Marriage – Premarital Agreements – Texas

Texas Statutes

Definitions:
In this subchapter:

(1) “Premarital agreement” means an agreement between prospective spouses made in contemplation of marriage and to be effective on marriage.
(2) “Property” means an interest, present or future, legal or equitable, vested or contingent, in real or personal property, including income and earnings. Added by Acts 1997, 75th Leg., ch. 7, § 1, eff. April 17, 1997.§ 4.001 FAM.

Formalities:
A premarital agreement must be in writing and signed by both parties. The agreement is enforceable without consideration. Added by Acts 1997, 75th Leg., ch. 7, § 1, eff. April 17, 1997§ 4.002 FAM.

Content:

(a) The parties to a premarital agreement may contract with respect to:

(1) the rights and obligations of each of the parties in any of the property of either or both of them whenever and wherever acquired or located;
(2) the right to buy, sell, use, transfer, exchange, abandon, lease, consume, expend, assign, create a security interest in, mortgage, encumber, dispose of, or otherwise manage and control property;
(3) the disposition of property on separation, marital dissolution, death, or the occurrence or nonoccurrence of any other event;
(4) the modification or elimination of spousal support;
(5) the making of a will, trust, or other arrangement to carry out the provisions of the agreement;
(6) the ownership rights in and disposition of the death benefit from a life insurance policy;
(7) the choice of law governing the construction of the agreement; and
(8) any other matter, including their personal rights and obligations, not in violation of public policy or a statute imposing a criminal penalty.

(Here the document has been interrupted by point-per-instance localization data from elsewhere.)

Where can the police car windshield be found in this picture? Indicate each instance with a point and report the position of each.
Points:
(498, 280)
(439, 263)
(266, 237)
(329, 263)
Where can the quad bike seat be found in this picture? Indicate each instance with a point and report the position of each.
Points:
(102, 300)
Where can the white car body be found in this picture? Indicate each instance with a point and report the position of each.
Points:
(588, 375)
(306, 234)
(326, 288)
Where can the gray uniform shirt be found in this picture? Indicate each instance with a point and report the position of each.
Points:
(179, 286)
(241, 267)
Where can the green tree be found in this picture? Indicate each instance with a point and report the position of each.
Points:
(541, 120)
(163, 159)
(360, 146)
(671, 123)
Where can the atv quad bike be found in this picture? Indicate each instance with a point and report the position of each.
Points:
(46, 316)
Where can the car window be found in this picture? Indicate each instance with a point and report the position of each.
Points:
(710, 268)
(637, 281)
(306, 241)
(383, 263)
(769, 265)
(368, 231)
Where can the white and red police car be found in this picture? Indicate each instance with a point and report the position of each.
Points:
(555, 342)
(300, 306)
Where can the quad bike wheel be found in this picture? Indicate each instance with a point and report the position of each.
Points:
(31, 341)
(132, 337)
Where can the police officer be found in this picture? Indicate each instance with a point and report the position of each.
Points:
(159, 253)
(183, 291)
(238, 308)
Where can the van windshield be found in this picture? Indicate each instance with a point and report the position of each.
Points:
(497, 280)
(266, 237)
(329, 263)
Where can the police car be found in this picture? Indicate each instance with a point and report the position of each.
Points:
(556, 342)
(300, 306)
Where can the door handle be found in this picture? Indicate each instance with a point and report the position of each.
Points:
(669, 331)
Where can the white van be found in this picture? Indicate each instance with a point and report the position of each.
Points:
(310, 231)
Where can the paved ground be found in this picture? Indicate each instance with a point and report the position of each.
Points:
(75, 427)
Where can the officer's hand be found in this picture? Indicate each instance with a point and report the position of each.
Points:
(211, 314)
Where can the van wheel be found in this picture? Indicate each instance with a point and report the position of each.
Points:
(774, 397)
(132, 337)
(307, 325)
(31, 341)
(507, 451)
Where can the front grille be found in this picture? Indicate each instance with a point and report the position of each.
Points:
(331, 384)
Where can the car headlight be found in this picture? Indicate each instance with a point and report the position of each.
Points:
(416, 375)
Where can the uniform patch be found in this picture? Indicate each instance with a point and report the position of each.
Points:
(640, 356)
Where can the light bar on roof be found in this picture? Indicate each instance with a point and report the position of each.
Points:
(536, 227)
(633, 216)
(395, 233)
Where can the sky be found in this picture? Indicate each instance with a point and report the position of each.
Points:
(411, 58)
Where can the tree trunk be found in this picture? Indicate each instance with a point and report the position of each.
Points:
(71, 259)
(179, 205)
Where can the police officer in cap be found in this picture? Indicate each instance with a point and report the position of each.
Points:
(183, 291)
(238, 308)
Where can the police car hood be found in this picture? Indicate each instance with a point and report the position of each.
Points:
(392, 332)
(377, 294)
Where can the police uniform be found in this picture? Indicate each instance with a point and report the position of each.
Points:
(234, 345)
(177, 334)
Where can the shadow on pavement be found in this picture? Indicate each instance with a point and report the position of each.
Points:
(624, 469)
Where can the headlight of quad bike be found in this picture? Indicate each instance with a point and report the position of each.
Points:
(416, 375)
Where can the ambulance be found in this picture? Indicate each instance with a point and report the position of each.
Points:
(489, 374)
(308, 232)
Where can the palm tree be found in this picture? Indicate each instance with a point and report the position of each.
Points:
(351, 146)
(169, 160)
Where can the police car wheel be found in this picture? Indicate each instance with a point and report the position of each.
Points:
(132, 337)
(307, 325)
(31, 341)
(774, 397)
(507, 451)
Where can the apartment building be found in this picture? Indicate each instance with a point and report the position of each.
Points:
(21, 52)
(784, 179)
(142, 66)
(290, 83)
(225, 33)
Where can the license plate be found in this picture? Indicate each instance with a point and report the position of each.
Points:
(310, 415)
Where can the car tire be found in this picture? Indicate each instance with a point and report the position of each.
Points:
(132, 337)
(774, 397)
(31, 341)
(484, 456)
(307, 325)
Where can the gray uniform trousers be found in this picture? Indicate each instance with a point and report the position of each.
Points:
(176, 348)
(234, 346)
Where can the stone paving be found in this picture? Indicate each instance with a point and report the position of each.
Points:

(b) The right of a child to support may not be adversely affected by a premarital agreement. Added by Acts 1997, 75th Leg., ch. 7, § 1, eff. April 17, 1997. 4.003 FAM.

Effect of Marriage:
A premarital agreement becomes effective on marriage. Added by Acts 1997, 75th Leg., ch. 7, § 1, eff. April 17, 1997 4.004 FAM.

Amendment or Revocation:
After marriage, a premarital agreement may be amended or revoked only by a written agreement signed by the parties. The amended agreement or the revocation is enforceable without consideration. 4.005 FAM.

Enforcement:

(a) A premarital agreement is not enforceable if the party against whom enforcement is requested proves that:

(1) the party did not sign the agreement voluntarily; or
(2) the agreement was unconscionable when it was signed and, before signing the agreement, that party:

(A) was not provided a fair and reasonable disclosure of the property or financial obligations of the other party;
(B) did not voluntarily and expressly waive, in writing, any right to disclosure of the property or financial obligations of the other party beyond the disclosure provided; and
(C) did not have, or reasonably could not have had, adequate knowledge of the property or financial obligations of the other party.

(b) An issue of unconscionability of a premarital agreement shall be decided by the court as a matter of law.
(c) The remedies and defenses in this section are the exclusive remedies or defenses, including common law remedies or defenses. 4.006 FAM.

Enforcement: Void Marriage:
If a marriage is determined to be void, an agreement that would otherwise have been a premarital agreement is enforceable only to the extent necessary to avoid an inequitable result.§ 4.007 FAM.

Limitation of Actions:
A statute of limitations applicable to an action asserting a claim for relief under a premarital agreement is tolled during the marriage of the parties to the agreement. However, equitable defenses limiting the time for enforcement, including laches and estoppel, are available to either party.4.008 FAM.

Application and Construction:
This subchapter shall be applied and construed to effect its general purpose to make uniform the law with respect to the subject of this subchapter among states enacting these provisions. 4.009 FAM.

Short Title:
This subchapter may be cited as the Uniform Premarital Agreement Act. 4.010 FAM.

Advantages of premarital agreements for both parties:

Avoiding Litigation Costs
Protecting against Fears of Family Members
Protecting Family Assets
Protecting Business Assets
Protection Against Creditors
Child Custody and Support Guidlines
Predetermined Disposition of Property

Disclaimer: This law summary is not legal advice. If you are not an attorney, you should consult an attorney about serious legal matters.